Doordat Deuteronomium 6:7 eraan toevoegt, ‘u moet [deze woorden]
zeggen als u neerligt en als u opstaat,’ het hardop zeggen van het Sjema
twee keer per dag, eens tijdens de Shacharit, het Ochtend Gebed, en
eens tijdens de Ma’ariv, het Avond Gebed, wordt beschouwd als een
Goddelijke mitzva (opracht).
Daarbuiten is het ook gewoonte om het Sjema nog eens te zeggen bij het
naar bed gaan en ook bij het sterven. Volgens de Talmoed (Berachot 61B)
zei de beroemde rabbijn Akiva (50-135 na Chr.) het Sjema tijdens zijn
martelaarsdood, toen hij levend gevild werd met ijzeren kammen door de
Romeinen. Zijn timing zou zo perfect zijn geweest dat hij het laatste
woord, echad, één, uit kon blazen te gelijk met zijn laatste adem.

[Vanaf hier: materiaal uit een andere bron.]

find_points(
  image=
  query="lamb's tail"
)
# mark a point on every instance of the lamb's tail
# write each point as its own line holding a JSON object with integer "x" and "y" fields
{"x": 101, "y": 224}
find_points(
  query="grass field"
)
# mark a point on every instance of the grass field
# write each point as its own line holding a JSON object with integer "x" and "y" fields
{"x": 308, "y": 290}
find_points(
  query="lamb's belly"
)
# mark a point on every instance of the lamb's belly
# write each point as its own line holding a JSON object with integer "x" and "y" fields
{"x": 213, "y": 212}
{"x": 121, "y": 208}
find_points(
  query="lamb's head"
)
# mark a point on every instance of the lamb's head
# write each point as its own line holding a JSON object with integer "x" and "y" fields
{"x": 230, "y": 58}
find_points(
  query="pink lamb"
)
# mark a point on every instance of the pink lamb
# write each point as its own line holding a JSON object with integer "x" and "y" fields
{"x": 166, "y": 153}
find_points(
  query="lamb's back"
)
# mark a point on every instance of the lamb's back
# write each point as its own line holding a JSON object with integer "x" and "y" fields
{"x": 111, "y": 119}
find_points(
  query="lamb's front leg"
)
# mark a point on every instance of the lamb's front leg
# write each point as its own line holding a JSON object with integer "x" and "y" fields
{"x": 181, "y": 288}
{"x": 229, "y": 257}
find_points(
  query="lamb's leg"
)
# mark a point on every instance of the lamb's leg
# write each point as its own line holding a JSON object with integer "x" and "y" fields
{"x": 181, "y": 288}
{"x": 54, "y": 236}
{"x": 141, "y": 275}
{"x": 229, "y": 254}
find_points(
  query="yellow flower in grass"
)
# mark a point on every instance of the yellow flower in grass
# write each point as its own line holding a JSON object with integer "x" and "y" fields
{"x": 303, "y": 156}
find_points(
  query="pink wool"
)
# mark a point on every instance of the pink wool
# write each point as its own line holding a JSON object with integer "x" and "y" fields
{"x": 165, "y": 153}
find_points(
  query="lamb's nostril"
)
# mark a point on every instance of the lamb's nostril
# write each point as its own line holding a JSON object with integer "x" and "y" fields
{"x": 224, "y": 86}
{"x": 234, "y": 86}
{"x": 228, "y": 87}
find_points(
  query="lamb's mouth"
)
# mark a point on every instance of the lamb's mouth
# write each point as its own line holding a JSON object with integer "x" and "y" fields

Door de eeuwen heen, heeft het Sjema een bijna magische status
gekregen als de enige echte geloofsbelijdenis in het Jodendom, een religie
die verder wars is van alle credo’s en al haar energie verder inzet richting
handelen. Men geloofde dat het hardop zeggen van het Sjema zelfs in
staat was om de Engel des Doods buiten de deur te houden! Zo is er een
verhaal over een zekere Meïr die de Engel des Doods afhield door hardop
het Sjema te zeggen maar nooit helemaal! Elke keer stopte hij na het
vijfde woord en begon weer opnieuw. Op deze manier maakte hij het
nooit af en kon de Engel des Doods eindeloos van zich afhouden.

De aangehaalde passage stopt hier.